Analizzare una canzone a volte è molto più semplice che comprenderne, profondamente, il senso. Si può partire dai dati contestuali e storici. Oppure addentrarsi nelle intenzioni intrinseche dell’artista. E anche in quel caso, molto spesso, non si arriva al nocciolo significante del brano. Caso emblematico è Space Oddity, singolo di David Bowie uscito l’11 Luglio del 1969. Tra atmosfere e suggestioni rock psichedeliche, la partenza e l’allunaggio di un personaggio chiamato Major Tom si colorano di un senso squisitamente personale di alienazione e solitudine, che tuttavia Bowie non ha voluto mai spiegare fino in fondo.

Il brano, la storia e il senso

Nel 2013 un’emblematica recensione sul Sunday Times riportava “Space Oddity, con il suo ossessivo isolamento, la sua purezza asessuata e la sua passività, annunciava la fine dei dionisiaci anni sessanta”. David Bowie – dopo una serie di singoli deludenti e un album d’esordio uscito in sordina – pubblica uno dei suoi brani più iconici e rappresentativi. L’11 Luglio 1969 il cantante presenta al mondo Major Tom, il protagonista di una storia che attinge tanto a fatti reali quando a sensazioni totalmente personali.

Il primo dato concreto è la fine della relazione tra David Bowie e Hermione Farthingale, proprio il giorno prima che il cantante eseguisse la prima registrazione di Space Oddity. Il senso di impotenza – Planet Earth is Blue, And There’s Nothing I can Do – di allontanamento, di solitudine e alienazione permeano l’intero pezzo. Major Tom – un personaggio in cui, per sua stessa ammissione, David Bowie non poteva fare a meno di identificarsi – fluttua in un dimensione atemporale, bloccato in una paralisi straniante – Though I’m Past One Hundred Thousands Miles / I’m Feeling Very Still – che lo fa sentire lontano dalla realtà rassicurante che una volta conosceva.

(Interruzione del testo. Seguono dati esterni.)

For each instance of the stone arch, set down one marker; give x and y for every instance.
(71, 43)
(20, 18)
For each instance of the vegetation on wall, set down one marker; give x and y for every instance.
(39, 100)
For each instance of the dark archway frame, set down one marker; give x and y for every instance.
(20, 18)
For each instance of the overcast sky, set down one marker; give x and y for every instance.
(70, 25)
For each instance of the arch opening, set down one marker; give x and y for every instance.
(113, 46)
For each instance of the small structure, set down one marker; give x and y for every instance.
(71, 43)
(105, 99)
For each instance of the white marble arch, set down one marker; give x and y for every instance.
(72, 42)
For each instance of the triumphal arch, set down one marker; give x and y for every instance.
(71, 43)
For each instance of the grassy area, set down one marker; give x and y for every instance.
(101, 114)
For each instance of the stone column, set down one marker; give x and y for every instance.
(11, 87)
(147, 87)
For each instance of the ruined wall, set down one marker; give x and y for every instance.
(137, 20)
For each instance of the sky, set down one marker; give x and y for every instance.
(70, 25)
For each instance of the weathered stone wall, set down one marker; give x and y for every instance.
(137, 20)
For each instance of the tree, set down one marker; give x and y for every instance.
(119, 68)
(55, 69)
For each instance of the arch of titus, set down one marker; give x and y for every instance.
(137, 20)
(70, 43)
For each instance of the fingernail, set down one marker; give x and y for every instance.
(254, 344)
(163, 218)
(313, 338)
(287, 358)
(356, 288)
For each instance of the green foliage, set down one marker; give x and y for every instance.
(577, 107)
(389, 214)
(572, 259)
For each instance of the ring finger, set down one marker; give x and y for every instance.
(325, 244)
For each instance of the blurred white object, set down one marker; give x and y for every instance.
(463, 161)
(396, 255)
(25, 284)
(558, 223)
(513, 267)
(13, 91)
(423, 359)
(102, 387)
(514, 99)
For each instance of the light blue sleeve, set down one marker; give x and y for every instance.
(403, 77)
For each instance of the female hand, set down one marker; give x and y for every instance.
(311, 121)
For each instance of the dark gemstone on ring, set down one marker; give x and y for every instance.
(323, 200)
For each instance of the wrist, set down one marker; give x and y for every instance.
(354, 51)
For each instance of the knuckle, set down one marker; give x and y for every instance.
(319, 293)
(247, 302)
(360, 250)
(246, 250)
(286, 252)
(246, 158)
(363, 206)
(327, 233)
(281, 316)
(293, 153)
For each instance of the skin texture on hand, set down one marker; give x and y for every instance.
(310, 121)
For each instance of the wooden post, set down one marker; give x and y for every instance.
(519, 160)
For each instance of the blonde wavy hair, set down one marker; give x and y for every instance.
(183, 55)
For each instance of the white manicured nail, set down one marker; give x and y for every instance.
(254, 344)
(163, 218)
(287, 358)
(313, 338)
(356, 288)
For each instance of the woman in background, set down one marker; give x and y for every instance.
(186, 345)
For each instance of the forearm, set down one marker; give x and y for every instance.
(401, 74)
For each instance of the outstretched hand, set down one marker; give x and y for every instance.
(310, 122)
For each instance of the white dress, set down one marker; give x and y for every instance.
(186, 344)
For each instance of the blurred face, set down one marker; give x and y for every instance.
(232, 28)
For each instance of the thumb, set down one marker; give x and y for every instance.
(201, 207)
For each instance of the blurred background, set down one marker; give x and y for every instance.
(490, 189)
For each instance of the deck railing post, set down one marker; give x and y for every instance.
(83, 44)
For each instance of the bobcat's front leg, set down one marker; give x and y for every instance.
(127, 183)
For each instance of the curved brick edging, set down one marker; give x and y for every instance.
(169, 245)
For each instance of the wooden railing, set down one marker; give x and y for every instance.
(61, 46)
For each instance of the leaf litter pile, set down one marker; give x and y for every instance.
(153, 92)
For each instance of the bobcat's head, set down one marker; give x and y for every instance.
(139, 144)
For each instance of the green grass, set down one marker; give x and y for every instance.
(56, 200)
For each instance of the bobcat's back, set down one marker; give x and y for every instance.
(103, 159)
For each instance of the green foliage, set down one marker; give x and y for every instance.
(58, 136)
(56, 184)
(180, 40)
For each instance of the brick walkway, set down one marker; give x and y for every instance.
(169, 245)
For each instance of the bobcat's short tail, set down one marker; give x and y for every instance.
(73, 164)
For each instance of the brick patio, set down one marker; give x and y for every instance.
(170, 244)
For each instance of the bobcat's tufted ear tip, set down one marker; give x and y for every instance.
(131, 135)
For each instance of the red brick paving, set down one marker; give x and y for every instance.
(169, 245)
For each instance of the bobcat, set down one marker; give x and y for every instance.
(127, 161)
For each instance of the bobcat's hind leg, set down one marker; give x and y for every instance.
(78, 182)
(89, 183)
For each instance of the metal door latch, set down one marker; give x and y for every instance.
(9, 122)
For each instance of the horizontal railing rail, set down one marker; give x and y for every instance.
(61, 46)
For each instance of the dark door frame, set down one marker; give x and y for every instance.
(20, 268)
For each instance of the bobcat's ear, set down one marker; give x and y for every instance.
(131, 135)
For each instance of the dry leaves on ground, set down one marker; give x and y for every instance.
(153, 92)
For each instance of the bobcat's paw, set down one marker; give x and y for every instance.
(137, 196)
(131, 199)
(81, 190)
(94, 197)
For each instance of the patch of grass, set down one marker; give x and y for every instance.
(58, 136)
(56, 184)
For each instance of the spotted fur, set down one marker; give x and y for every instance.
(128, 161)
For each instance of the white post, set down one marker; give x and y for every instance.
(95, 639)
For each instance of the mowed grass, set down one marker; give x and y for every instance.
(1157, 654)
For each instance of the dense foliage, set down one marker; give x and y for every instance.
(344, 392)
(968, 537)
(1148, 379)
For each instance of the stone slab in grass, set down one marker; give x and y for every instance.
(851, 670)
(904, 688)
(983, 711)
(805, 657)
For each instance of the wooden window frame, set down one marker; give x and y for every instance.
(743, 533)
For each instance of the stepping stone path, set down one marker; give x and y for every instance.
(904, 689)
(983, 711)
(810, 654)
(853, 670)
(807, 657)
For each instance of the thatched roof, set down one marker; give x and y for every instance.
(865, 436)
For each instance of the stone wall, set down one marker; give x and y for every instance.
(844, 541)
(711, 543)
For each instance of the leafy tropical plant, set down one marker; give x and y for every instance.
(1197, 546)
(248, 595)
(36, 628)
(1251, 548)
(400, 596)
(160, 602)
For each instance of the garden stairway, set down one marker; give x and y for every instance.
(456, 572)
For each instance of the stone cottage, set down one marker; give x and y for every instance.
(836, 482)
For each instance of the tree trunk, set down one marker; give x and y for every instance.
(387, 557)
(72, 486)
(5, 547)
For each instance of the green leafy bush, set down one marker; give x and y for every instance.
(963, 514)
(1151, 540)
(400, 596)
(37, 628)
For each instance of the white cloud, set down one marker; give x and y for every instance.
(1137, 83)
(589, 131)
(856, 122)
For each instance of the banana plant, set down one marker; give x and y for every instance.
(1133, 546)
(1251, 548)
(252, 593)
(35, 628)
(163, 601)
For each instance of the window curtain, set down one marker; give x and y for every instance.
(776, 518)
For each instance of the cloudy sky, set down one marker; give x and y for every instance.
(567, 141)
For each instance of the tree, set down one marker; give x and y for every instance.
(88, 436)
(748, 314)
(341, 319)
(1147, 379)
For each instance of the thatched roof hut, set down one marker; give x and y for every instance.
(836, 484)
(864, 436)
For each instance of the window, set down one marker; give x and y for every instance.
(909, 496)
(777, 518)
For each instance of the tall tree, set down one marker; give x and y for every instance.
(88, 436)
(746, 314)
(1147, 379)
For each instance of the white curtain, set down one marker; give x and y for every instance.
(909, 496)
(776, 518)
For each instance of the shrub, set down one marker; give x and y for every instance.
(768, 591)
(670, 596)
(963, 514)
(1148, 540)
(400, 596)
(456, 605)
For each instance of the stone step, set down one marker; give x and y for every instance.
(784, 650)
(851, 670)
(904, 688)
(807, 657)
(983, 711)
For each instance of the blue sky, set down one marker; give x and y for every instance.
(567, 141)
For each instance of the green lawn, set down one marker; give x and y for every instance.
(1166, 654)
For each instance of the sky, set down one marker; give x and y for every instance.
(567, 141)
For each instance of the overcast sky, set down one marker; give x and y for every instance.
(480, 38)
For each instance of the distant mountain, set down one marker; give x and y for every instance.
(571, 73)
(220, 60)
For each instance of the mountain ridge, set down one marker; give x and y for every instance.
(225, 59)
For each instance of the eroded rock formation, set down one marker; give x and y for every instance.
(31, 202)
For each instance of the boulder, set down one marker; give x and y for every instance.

David Bowie rimase sempre molto vago sul significato profondo di Space Oddity. Disse all’epoca che parlava di alienazione e poi nel 2002, in un’intervista per Mojo, affermò che esprimeva la sensazione del sentirsi soli. Il senso del brano ha sicuramente più chiavi di lettura diverse e varia a seconda di quale punto di riferimento si prenda. La fine della relazione con Hermione nel 1969 suggerisce un senso di rassegnazione e sofferenza. Un senso latente di nevrosi e mania del controllo indicherebbe la paura di essere gettati in un mondo sconosciuto, alieno. Tanto l’universo storicamente connotato quando la realtà ostile fuori dal grembo materno. Infine, una sottocorrente interpretativa, vede in Space Oddity anche un riferimento all’uso di sostanza stupefacenti.

Le dichiarazioni di David Bowie

Con riferimento all’interpretazione che vede, nel fluttuare atemporale e oltre lo spazio del protagonista, un riferimento all’uso di droghe, David Bowie rilasciò alcune dichiarazioni. Ammise che nel 1968 era stato attratto dal mondo di esperienze nuove che gli avrebbe potuto spalancare l’eroina. E poi, nel 1980, tornò sull’argomento per il New Musical Express. “C’era la grande esplosione tecnologica americana che ha spinto questo ragazzo nello spazio […] ed è lì che l’ho lasciato – dirà Bowie – Una volta accortosi che l’intero processo è decaduto è entrato in un ciclo di decomposizione. Ma lui vuole tornare nel rassicurante grembo, sulla Terra […] Si tratta di uomini dello spazio diventati dei drogati”.

Space Oddity racchiude quindi, in ultima analisi, una serie caleidoscopica di suggestioni che è impossibile ridurre ai minimi termini. Il dolore per la fine di una storia d’amore, che fa sentire soli. L’alienazione straniante di un animo sensibile nella realtà contemporanea. L’arrivo dell’uomo sulla luna, su un corpo celeste che fa nascere il desiderio di tornare a casa. Il bisogno mai sopito, ingenuo e fanciullesco dell’uomo, di tornare nel rassicurante grembo materno, l’unico luogo dove ci si sentiva sicuri.